Perfect portrait recipe

December 24, 2006|By Sandy Alexander | Sandy Alexander,sun reporter

A couple of years ago, Vernise Bolden took her son, Cameron, to get his portrait taken.

After getting him dressed and trying to make him smile, Bolden ended up buying photos she didn't like "because we went through all that trouble." She knew she didn't want to do that again.

But last week, Bolden threw caution to the wind and trekked to the Columbia JC Penney portrait studio. Four-year-old Cameron squirmed, and 2-month-old Jaelyn cried. Their dad, Wallace, behaved.

"We know this is our last child," Vernise said, "and I wanted a nice family photo."

Thousands of families every year want a professional photo in which everyone is clean, well-dressed, sitting up straight and looking happy. But it takes more than a "cheese" and a flash to accomplish the mission.

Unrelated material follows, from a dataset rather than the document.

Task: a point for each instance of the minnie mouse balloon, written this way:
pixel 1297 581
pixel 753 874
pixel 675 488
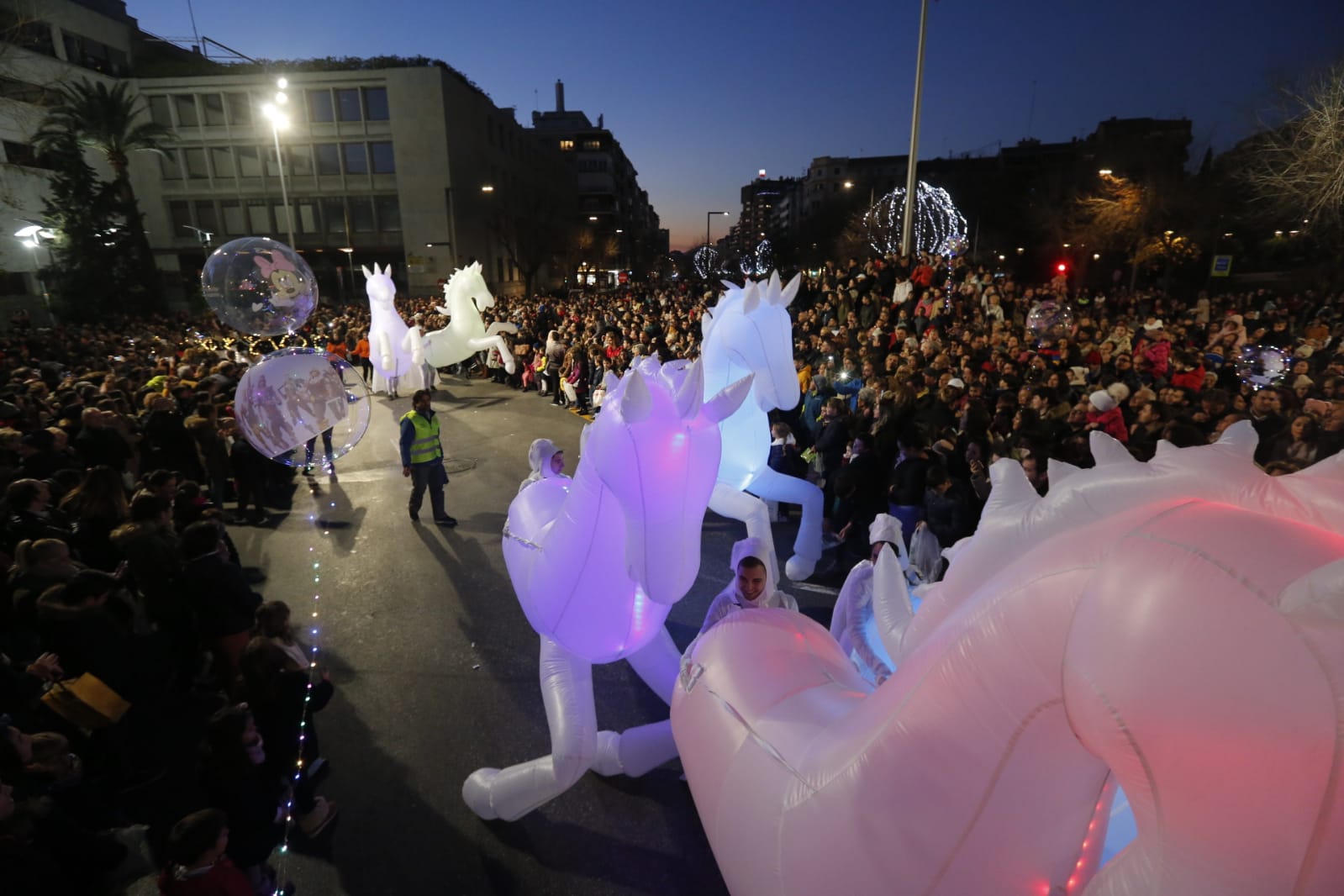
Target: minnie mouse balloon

Parents in particular can undertake days of planning, haircuts, shopping, bathing, dressing and primping before they get to the studio, where they try to keep kids unwrinkled and babies drool-free long enough to make a lasting image.

The effort is especially common at holiday time, said Ann Monteith, chairman of the board of the Professional Photographers of America, because people need greeting cards and gifts and are in a memory-making mood.

November and December are "definitely the busiest time of the year for portrait photographers," she said, including those at department stores and shopping centers and those with independent studios.

Manager Vicki Felus said her studio at the Columbia JC Penney does 60 percent of its annual business in the two months before Christmas. "Some days, it's wall-to-wall," she said.

"I guess it's really a tradition thing," said Julie Mason of Columbia. "It's something we do every year, just to watch their growth."

She said her mother encouraged her to do it, too. "That's all she wanted for Christmas was her grandkids' pictures."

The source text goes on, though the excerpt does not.